Jusqu’à ce qu’elle entre.
Isabelle Laurent.
Elle. Celle qu’il avait aimée. Celle qui était partie. Celle dont il n’avait jamais compris le silence.
Et avec elle, deux petits garçons. Des jumeaux. Quatre ans, à peine. Des mini-lui. L’illusion parfaite, troublante, déroutante. Même regard sombre. Même fossette au menton. Même air farouche et doux à la fois.
Quand elle leva enfin les yeux vers lui, ses traits se figèrent.
— Ethan ? murmura-t-elle, la voix tremblante.
Il resta interdit.
— Isabelle… c’est bien toi ?
Elle hocha la tête. Les secondes devinrent éternelles. Le temps semblait suspendu dans cette cabine feutrée.
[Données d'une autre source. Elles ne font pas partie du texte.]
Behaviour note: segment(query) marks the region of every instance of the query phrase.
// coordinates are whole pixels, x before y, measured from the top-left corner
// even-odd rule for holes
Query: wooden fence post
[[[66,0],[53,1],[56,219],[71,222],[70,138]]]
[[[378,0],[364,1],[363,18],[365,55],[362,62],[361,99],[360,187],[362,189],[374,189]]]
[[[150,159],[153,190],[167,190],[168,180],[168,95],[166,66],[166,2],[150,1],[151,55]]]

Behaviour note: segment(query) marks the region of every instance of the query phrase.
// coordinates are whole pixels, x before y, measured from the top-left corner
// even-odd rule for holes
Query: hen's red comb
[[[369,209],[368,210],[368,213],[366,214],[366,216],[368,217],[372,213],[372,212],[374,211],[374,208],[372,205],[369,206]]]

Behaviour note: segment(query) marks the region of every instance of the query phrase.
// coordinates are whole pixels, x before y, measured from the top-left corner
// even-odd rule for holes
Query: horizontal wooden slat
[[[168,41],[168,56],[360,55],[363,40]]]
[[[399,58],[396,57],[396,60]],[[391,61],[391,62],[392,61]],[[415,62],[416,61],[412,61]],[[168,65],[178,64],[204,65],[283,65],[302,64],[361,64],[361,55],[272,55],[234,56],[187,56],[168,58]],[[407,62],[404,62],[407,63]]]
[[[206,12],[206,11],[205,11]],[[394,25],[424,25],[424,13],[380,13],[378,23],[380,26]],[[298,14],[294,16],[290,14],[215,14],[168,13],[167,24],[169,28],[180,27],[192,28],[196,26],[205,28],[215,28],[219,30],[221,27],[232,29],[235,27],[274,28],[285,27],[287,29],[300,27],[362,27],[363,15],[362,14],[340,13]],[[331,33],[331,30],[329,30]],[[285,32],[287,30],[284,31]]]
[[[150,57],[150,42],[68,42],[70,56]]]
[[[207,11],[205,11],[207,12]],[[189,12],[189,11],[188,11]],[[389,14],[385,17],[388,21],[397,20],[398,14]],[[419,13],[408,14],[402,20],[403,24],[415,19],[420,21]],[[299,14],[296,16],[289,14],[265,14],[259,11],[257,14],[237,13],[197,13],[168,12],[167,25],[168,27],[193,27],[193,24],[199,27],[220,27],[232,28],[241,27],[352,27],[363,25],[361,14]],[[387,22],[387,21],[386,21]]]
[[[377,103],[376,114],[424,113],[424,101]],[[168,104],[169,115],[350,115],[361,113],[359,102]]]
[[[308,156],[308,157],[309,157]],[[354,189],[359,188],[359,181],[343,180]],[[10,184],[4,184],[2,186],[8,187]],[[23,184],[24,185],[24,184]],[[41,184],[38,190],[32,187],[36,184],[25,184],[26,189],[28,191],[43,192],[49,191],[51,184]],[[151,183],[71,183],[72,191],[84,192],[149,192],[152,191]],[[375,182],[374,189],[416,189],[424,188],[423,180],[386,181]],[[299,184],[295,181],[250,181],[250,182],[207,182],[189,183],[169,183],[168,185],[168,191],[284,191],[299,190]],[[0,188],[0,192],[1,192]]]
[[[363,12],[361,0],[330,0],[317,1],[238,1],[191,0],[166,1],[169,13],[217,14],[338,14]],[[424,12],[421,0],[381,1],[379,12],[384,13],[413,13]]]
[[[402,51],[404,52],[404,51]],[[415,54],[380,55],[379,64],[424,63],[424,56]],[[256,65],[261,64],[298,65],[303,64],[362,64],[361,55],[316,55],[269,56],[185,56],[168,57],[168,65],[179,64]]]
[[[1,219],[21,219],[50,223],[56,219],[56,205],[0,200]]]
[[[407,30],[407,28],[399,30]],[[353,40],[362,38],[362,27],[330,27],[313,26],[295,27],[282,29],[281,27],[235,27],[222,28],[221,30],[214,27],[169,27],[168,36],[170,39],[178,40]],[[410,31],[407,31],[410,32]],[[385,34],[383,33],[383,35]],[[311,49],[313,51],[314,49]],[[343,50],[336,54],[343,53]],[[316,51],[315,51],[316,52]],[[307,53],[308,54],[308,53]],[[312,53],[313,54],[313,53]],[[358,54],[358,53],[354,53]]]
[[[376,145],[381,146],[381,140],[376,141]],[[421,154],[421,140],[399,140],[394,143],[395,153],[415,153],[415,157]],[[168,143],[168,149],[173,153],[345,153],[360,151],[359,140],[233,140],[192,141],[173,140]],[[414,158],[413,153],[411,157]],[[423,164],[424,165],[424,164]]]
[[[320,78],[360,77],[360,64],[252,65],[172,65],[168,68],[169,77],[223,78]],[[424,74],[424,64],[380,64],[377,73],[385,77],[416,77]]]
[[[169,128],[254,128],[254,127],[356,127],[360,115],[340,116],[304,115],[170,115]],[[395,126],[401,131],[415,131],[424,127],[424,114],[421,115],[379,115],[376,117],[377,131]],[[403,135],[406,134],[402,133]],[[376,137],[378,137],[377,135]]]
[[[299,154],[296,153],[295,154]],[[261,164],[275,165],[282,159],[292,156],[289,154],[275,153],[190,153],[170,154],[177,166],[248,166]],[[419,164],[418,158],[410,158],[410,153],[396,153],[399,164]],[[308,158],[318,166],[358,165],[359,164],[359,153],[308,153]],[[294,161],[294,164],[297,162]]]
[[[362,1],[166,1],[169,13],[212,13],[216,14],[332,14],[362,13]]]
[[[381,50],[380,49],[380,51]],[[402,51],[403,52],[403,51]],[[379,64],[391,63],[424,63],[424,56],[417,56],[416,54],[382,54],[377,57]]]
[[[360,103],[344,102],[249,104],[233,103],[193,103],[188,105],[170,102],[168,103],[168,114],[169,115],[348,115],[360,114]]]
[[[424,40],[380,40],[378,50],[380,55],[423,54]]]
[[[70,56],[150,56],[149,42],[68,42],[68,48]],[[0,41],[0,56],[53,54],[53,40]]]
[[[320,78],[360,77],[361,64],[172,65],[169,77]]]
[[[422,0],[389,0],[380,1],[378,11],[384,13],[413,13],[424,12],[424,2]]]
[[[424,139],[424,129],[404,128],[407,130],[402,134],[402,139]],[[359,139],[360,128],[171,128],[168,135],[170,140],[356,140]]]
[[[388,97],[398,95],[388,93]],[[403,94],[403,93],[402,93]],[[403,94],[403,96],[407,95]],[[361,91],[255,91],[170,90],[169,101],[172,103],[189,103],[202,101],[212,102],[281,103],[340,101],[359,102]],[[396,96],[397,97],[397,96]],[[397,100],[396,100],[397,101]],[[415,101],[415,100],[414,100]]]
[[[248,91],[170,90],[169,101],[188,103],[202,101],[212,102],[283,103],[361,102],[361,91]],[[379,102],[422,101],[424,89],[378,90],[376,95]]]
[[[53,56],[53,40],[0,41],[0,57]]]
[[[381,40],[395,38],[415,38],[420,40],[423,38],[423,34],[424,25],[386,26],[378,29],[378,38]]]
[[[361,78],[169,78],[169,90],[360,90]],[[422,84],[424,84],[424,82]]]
Puis il regarda à nouveau les enfants.
— Ce sont les miens, dit-il. Sa voix n’avait pas flanché. Ce n’était pas une question.
Elle inspira profondément.
— Oui.
Chapitre 2 : Cinq ans de silence
Le décollage se fit dans un silence pesant. Les moteurs vrombissaient, mais dans le cœur d’Ethan, un autre bruit grondait : celui du doute, de l’incompréhension, de la colère.
Comment avait-elle pu ?
Cinq ans. Cinq ans sans un mot. Cinq ans à croire qu’elle l’avait quitté pour de bon, sans raison. Et voilà qu’il découvrait, par hasard, dans un avion, qu’il était père de deux enfants.
Ses enfants.
Isabelle s’occupait des petits avec calme, mais ses mains tremblaient. Elle sentait son regard posé sur elle. Elle savait qu’elle ne pourrait pas fuir cette fois.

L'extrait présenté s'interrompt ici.